Insuranceciooutlook

An Overview of Developmental AI Trends in the Insurance Market Landscape

By Insurance CIO Outlook | Friday, August 09, 2019

Experts predict that artificial intelligence could be the driving force, changing the dynamics of insurance, from fraud detection to improving client experience.

FERMONT, CA: AI radically transforms the Insurance industry. From product design, underwriting, and claims to chatbots for customer service, risk assessments, and quotations, technology is implemented across the industry to deliver quicker, and more precise services. With the new wave of deep learning methods like convolutional neural networks, AI can live up to its promise of imitating the human mind's perception, reasoning, learning, and problem-solving. In this evolution, insurance will change from its present state of "detecting and repairing" to "predicting and preventing," transforming the process into every aspect of the sector. Here are four key technology developments that are closely linked to AI, which will radically change the insurance industry in the next decade.

The explosion of Data From Connected Devices

Equipment with sensors has been omnipresent in industrial environments for some moment, but there will be an enormous rise in the number of connected consumer appliances in the coming years. With fresh, increasing categories such as clothing, eyewear, home appliances, medical devices, and shoes, the penetration of current devices will continue to proliferate. The resulting avalanche of new information generated by these systems will enable carriers to comprehend their customers better, leading in new product categories, more customized pricing, and more real-time service delivery.

Increased Prevalence of Physical Robotics

Recently, many exciting accomplishments have been seen in the field of robotics, and this innovation will continue to alter how people communicate with the globe around them. Additive manufacturing (3-D printing) will radically reshape future production and business insurance products. By 2025, 3-D-printed structures will be prevalent, and carriers will have to evaluate how this development will change risk assessments.

Open Source and Data Ecosystems

As data becomes omnipresent, open-source protocols will arise to guarantee that information across sectors can be shared and used. Within a prevalent regulatory and cybersecurity structure, various government and private organizations will come together to develop ecosystems to share information for multiple use cases. For instance, wearable information could be transmitted directly to insurance carriers, and connected home and auto information could be made accessible through a multitude of suppliers of consumer devices.

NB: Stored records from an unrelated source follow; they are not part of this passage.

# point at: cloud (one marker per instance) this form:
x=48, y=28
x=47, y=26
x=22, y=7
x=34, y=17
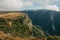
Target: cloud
x=13, y=5
x=51, y=7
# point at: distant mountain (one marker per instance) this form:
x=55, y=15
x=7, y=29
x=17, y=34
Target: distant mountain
x=48, y=20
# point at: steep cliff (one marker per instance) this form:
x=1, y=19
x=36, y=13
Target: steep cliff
x=15, y=24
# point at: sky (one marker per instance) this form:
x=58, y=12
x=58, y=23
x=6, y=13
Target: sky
x=18, y=5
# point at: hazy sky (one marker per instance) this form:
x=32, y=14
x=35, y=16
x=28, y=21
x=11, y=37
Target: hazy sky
x=15, y=5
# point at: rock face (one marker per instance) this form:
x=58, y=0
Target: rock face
x=15, y=24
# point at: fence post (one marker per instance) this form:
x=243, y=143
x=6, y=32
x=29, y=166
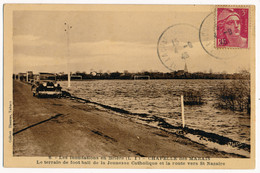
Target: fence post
x=182, y=111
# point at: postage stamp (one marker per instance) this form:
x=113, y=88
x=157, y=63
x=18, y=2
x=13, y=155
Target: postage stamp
x=232, y=28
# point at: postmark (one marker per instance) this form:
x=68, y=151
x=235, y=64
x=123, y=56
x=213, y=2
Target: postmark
x=232, y=27
x=176, y=46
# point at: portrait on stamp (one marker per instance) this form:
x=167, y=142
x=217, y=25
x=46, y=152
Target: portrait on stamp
x=232, y=27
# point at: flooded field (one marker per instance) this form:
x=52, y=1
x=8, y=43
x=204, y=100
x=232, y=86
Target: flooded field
x=161, y=98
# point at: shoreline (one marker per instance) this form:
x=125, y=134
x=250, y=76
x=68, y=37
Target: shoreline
x=84, y=109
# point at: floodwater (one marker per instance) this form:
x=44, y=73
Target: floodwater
x=162, y=99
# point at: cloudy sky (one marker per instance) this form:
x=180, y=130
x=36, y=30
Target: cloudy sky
x=107, y=41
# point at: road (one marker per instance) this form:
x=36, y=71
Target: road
x=65, y=127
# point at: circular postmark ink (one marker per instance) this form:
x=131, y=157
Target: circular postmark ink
x=176, y=45
x=207, y=37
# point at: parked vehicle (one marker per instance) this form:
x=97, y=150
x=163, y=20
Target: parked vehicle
x=45, y=85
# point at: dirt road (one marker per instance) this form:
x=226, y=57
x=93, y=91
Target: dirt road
x=65, y=127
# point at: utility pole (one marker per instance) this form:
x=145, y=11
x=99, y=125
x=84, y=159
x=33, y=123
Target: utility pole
x=67, y=30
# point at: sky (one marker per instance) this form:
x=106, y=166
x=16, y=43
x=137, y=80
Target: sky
x=108, y=41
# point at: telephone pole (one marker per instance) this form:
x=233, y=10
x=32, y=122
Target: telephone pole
x=67, y=30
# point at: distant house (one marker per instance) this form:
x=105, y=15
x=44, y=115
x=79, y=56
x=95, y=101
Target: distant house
x=76, y=77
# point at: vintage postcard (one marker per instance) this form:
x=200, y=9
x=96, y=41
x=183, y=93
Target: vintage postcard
x=129, y=86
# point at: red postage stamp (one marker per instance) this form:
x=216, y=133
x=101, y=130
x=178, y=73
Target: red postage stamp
x=232, y=27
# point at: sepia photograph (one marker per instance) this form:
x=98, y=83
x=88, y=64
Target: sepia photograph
x=144, y=82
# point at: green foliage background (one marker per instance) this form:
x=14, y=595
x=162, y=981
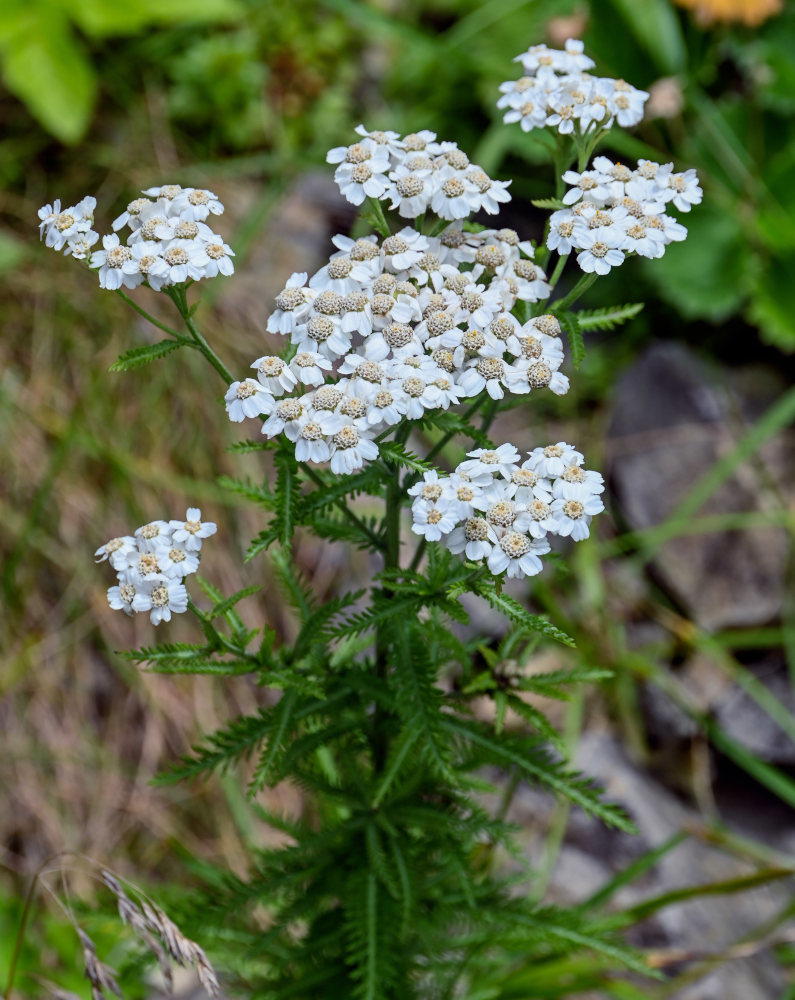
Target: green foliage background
x=107, y=97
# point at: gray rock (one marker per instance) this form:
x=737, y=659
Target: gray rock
x=591, y=855
x=672, y=420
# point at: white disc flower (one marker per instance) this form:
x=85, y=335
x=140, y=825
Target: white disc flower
x=192, y=531
x=247, y=399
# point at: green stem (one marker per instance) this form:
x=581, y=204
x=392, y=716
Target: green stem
x=473, y=409
x=217, y=637
x=148, y=317
x=394, y=497
x=179, y=297
x=208, y=352
x=379, y=219
x=555, y=277
x=582, y=286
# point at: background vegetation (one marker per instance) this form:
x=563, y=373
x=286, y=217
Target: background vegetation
x=245, y=98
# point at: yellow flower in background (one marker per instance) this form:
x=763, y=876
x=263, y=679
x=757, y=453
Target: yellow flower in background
x=750, y=12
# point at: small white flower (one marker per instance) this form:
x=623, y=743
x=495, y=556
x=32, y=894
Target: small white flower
x=110, y=261
x=517, y=556
x=79, y=245
x=574, y=480
x=574, y=515
x=492, y=193
x=600, y=250
x=492, y=374
x=184, y=259
x=588, y=185
x=410, y=191
x=196, y=204
x=146, y=264
x=154, y=223
x=387, y=142
x=166, y=596
x=166, y=192
x=402, y=250
x=455, y=198
x=432, y=521
x=309, y=367
x=350, y=450
x=530, y=111
x=684, y=190
x=129, y=597
x=285, y=418
x=247, y=399
x=192, y=530
x=177, y=561
x=218, y=258
x=153, y=535
x=292, y=305
x=116, y=551
x=490, y=461
x=312, y=443
x=552, y=460
x=131, y=214
x=274, y=374
x=475, y=538
x=359, y=181
x=143, y=567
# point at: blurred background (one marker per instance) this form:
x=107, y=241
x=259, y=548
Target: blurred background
x=686, y=591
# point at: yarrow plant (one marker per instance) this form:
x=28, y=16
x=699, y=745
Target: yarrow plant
x=152, y=564
x=417, y=332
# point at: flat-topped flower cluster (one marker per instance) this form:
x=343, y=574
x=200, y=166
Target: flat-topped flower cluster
x=495, y=509
x=557, y=91
x=152, y=564
x=169, y=242
x=416, y=174
x=616, y=211
x=389, y=329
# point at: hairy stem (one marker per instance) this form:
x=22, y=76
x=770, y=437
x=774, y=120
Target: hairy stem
x=148, y=317
x=579, y=289
x=555, y=277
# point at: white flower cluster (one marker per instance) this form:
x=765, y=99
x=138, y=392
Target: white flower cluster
x=615, y=212
x=557, y=91
x=388, y=330
x=69, y=229
x=169, y=241
x=152, y=564
x=494, y=508
x=416, y=174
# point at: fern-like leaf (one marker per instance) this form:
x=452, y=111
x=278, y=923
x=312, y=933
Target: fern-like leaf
x=397, y=453
x=513, y=609
x=534, y=763
x=609, y=317
x=282, y=718
x=140, y=356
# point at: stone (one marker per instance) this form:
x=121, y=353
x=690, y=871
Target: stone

New Advents in Cognitive Technologies

Convolutional neural networks used for the processing of pictures, voice, and unstructured text will evolve to be applied in a wide variety of apps. These cognitive techniques, loosely based on the capacity of the human brain to learn through decomposition and inference, will become the standard method for processing the vast and complicated information streams produced by "active" insurance goods linked to the conduct and operations of an individual. As these kinds of systems are increasingly commercialized, carriers will have access to models that are continually learning and adjusting to the globe around them — enabling new product categories and commitment methods while reacting to changes in major hazards or behaviors in actual time.

As AI is more deeply incorporated into the sector, carriers will be able to react to the evolving company landscape. Insurance managers need to know the factors contributing to this shift and how AI will reshape claims, allocation, and underwriting and pricing. With this knowledge, they can begin building abilities and talent, embracing evolving technologies, and creating the culture and outlook required to be active players in the future insurance industry.